Le Burkina Faso connait depuis un certain temps la recrudescence de groupes d’auto défense communément appelés koglweogo. Certaines de leurs pratiques sont décriées alors que ces derniers prétendent apporter leur soutien aux populations victimes d’actes de terrorisme et de braquage perpétrés ça et là. La majorité de leur intronisation se passe dans des mosquées souvent soutenue par la bénédiction des responsables religieux. Quelle lecture islamique faut-il faire de cette immixtion des imams dans ces groupes d’auto-défense ?

L’islam est une religion qui a des principes assez clairs dont le but est d’apporter la flamme de la guidance aux peuples afin que dans chaque famille illumine la stabilité, la sérénité, l’amour et la collaboration de tous les membres de la société. Malheureusement le comportement de certains leaders est aux antipodes des principes de l’islam et l’expose ainsi à des critiques acerbes.

Les sévices des groupes d’auto-défense dénommés koglweogo défraient la chronique ces derniers temps. L’islam, religion qui recommande le bien et interdit le blâmable est pointé du doigt et cela se justifie par l’implication de certains imams dans leur intronisation. Au cours de ces cérémonies, des versets du coran sont récités dans les mosquées et des bénédictions sont faites par ces responsables religieux.

Loin de porter un jugement critique des koglweogo, il s’agit ici d’apporter un éclairage de l’application des principes de l’islam souvent incompris ou mal interprétés. En effet, la loi canonique de l’islam contenue dans le coran est considérée comme le fil conducteur de la vie de tout musulman. Il ne s’agit pas seulement des sanctions pénales mais un ensemble de normes à respecter. En principe, chaque membre de la société incriminé d’un comportement malveillant est susceptible de peine et cette règle n’est pas seulement l’apanage des religions révélées. Presque toutes les sociétés disposent de ces sanctions en cas de dérive aux normes sociales.
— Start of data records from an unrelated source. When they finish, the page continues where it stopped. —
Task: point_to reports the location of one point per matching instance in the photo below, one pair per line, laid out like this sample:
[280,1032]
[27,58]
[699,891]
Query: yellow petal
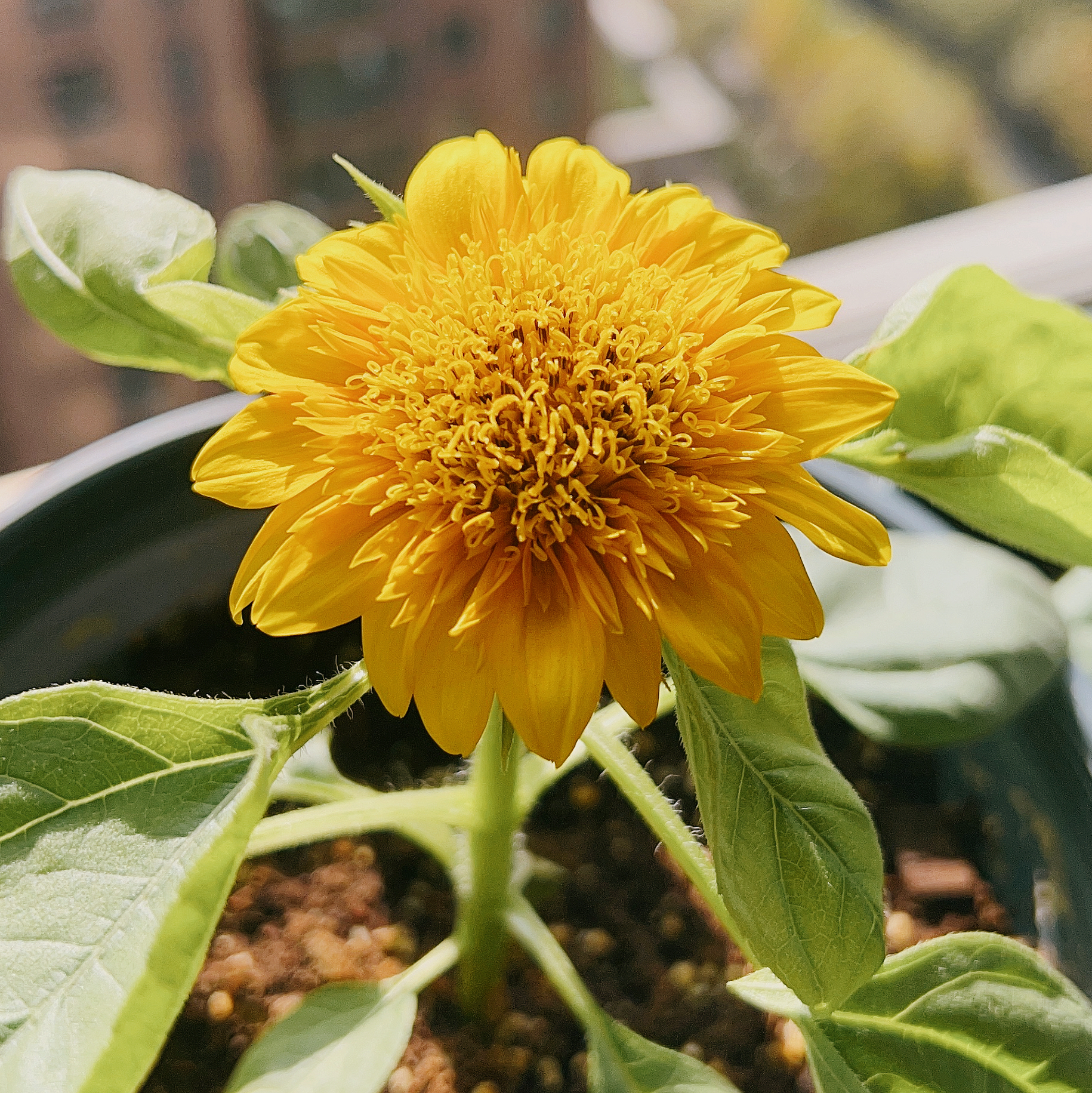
[356,264]
[805,309]
[778,577]
[448,186]
[388,656]
[566,180]
[549,665]
[453,685]
[310,584]
[821,402]
[833,525]
[269,539]
[632,668]
[260,458]
[667,220]
[712,619]
[281,353]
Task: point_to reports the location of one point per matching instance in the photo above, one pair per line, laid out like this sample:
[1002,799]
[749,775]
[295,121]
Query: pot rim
[118,447]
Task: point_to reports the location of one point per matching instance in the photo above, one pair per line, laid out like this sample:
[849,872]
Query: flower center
[540,387]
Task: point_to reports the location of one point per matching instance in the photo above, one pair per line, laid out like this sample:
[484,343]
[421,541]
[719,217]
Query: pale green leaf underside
[947,643]
[1005,485]
[220,314]
[347,1037]
[965,1012]
[797,860]
[1072,597]
[124,815]
[84,250]
[621,1061]
[992,423]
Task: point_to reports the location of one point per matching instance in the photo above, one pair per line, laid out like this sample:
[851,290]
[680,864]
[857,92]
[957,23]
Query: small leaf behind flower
[97,259]
[991,423]
[621,1061]
[797,860]
[124,815]
[968,1011]
[1010,487]
[258,244]
[947,643]
[346,1037]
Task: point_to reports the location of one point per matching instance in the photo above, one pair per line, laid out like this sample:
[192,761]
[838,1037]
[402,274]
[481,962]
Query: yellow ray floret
[532,429]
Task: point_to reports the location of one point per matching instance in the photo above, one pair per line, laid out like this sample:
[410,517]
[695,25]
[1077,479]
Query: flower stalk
[481,929]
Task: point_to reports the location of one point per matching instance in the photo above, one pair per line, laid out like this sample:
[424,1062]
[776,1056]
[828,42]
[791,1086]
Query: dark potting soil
[650,953]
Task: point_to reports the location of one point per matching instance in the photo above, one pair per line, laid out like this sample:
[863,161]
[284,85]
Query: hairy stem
[481,929]
[657,811]
[542,947]
[428,968]
[422,815]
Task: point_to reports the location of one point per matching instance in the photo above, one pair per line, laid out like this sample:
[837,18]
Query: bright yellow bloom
[532,429]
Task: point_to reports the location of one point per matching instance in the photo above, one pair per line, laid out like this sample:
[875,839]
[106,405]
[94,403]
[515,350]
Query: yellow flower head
[533,427]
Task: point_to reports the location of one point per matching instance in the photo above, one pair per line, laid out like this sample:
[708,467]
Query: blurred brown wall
[164,92]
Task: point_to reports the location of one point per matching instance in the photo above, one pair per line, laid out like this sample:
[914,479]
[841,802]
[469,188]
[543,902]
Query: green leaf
[346,1037]
[968,1011]
[87,252]
[258,245]
[1072,597]
[387,205]
[124,815]
[797,860]
[1001,484]
[621,1061]
[991,423]
[947,643]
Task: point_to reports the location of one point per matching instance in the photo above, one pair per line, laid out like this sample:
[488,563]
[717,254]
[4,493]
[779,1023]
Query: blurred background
[829,119]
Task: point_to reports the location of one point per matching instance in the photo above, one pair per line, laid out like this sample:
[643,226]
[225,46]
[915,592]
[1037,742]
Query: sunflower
[530,430]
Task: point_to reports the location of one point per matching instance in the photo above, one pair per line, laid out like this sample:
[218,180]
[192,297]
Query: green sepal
[387,205]
[258,246]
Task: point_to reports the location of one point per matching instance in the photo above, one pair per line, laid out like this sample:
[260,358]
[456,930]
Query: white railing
[1041,242]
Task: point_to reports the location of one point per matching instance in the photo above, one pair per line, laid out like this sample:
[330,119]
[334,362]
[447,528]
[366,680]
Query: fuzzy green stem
[481,931]
[422,815]
[542,947]
[428,969]
[657,811]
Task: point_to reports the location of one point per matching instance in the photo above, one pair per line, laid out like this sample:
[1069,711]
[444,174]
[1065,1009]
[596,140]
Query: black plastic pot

S’agissant de l’islam, il n’appartient pas à un individu ou groupes d’individus d’appliquer une sanction quelconque à un contrevenant. Dans une société multiculturelle ou laïque, il est absurde et même impensable de vouloir placer une religion ou une forme de spiritualité comme norme sociale. En ce sens que pour former une société, il faut mettre en place ce qui rassemble et non ce qui divise.

Beaucoup de fidèles musulmans ne connaissent de l’Islam que le grand boubou au bonnet blanc, la polygamie, le maraboutage, la mendicité…

Il est donc du devoir des musulmans de se départir de toute pratique incompatible avec la religion. Quand on est élu responsable d’une communauté, on tente tant bien que mal de se conformer aux principes et aux exigences de cette communauté. Le responsable religieux en particulier est censé être un guide, une référence et ses actes sont vus par ses adeptes comme un enseignement religieux. La sanction pénale infligée au vol remplit des conditions. Ligoter un présumé voleur, le châtier à coups de fouet, badigeonner ses blessures d’un mélange de piment et de potasse jusqu’à ce qu’il reconnaisse son forfait de vol et l’accabler d’une forte amende (15500F pour la valeur d’un œuf, 155 000F pour les petits ruminants et 310 000F pour les gros ruminants) est loin d’être une prescription de l’islam. Pourquoi alors cautionner de telles pratiques en les accompagnant de lecture coranique et de bénédictions ?

L’islam en Afrique et précisément au Burkina s’est laissé emporter par la tradition à telle enseigne que le profane n’arrive plus à faire la part des choses entre pratiques traditionnelles et religieuses. Cette amalgame ternit l’image de l’islam et plonge beaucoup de croyants dans des actes d’associationnisme et d’incroyance. Il est écœurant de voir certaines valeurs islamiques se désagréger dans nos sociétés. Au lieu de lutter pour un islam radieux et prospère, certains leaders religieux s’adonnent à des pratiques qui, le plus souvent sont aux antipodes des principes islamiques. C’est cet état de fait qui a amené Roger Garaudy à remercier Dieu pour avoir connu l’islam avant de connaître les musulmans. S’il avait connu d’abord les musulmans il ne serait pas musulman, a-t-il ajouté. Il est alors impérieux aux musulmans, bénéficiaires de ce trésor de rectifier le tir et de lever toute équivoque sur certains de ces principes qui sont interprétés à tort et à travers. Cela se justifie du fait que beaucoup de fidèles musulmans baignent dans l’ignorance et ne connaissent de l’Islam que le grand boubou au bonnet blanc, la polygamie, le maraboutage, la mendicité…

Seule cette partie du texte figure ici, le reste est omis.